Disallow dangerous filenames e.g. command injection characters

Created on 1 April 2025, 8 days ago

Problem/Motivation

Following discussion with the Drupal Security Team, it was agreed that this could be handled in a public "security improvements" issue.

At present Drupal's file API allows filenames to be created which could be dangerous if they're not handled safely. This is not a directly exploitable vulnerability, but improvements could be made that would reduce the likelihood of filenames being used as part of a chained attack.

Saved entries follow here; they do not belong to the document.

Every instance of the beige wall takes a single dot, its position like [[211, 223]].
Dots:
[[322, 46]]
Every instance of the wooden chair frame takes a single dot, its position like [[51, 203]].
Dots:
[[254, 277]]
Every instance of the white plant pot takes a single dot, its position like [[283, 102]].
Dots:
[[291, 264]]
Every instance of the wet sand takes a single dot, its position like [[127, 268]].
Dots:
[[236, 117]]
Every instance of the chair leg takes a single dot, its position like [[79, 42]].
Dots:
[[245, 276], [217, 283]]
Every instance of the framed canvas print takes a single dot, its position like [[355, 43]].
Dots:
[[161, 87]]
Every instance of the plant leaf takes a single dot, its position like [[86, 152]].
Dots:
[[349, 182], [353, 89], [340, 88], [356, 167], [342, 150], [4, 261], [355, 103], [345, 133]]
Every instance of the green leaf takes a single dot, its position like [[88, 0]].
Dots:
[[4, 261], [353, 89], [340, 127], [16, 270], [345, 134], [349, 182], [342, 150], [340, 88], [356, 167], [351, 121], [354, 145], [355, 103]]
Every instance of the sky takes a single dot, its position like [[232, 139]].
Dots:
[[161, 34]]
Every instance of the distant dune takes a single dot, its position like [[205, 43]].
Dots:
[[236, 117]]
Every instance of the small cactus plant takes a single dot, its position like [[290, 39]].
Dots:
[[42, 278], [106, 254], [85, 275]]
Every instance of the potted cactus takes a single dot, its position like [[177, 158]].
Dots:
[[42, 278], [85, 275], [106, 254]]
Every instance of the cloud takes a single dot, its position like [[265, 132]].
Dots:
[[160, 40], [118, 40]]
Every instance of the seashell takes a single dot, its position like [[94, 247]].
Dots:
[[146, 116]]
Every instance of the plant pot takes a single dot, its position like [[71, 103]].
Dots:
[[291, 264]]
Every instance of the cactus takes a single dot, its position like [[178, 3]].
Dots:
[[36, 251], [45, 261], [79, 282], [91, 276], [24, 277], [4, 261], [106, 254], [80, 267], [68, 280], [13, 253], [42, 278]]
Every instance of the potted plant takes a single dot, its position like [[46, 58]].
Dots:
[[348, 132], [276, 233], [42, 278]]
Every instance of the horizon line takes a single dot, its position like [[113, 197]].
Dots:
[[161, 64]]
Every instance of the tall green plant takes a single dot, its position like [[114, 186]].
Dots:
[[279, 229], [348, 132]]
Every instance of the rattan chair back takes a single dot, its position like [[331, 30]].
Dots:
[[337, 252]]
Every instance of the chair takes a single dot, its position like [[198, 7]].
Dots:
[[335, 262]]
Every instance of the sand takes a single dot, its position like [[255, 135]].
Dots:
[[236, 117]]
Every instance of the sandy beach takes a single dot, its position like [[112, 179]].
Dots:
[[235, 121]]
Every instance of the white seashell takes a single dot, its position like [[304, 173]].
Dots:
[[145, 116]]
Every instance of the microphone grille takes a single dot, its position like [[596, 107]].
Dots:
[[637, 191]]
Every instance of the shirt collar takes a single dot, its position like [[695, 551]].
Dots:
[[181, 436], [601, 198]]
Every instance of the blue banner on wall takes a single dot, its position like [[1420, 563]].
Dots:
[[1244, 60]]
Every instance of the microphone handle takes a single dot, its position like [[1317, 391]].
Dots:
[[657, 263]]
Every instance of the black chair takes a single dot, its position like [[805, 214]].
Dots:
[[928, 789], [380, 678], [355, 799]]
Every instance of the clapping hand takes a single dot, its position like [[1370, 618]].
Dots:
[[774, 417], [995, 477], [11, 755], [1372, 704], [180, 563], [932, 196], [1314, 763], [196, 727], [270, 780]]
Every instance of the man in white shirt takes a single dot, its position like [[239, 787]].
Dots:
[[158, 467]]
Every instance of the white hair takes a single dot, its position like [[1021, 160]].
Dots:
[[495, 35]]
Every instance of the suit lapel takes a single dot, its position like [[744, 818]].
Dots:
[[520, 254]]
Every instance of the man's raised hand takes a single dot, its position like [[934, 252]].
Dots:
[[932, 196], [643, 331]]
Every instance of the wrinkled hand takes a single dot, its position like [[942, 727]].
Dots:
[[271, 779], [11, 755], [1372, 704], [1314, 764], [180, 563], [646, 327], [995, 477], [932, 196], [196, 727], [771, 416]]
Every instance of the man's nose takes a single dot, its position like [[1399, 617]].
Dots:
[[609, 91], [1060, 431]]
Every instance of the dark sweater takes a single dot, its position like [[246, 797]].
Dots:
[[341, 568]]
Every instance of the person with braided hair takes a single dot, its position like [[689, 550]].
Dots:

Command injection is a specific concern here.

https://owasp.org/www-community/attacks/Command_Injection

https://portswigger.net/web-security/os-command-injection

Steps to reproduce

In some cases, browsers will escape/encode certain characters in a normal file upload, but it may be possible to avoid that escaping using a tool like Burp Suite, or perhaps via web services (rest / jsonapi).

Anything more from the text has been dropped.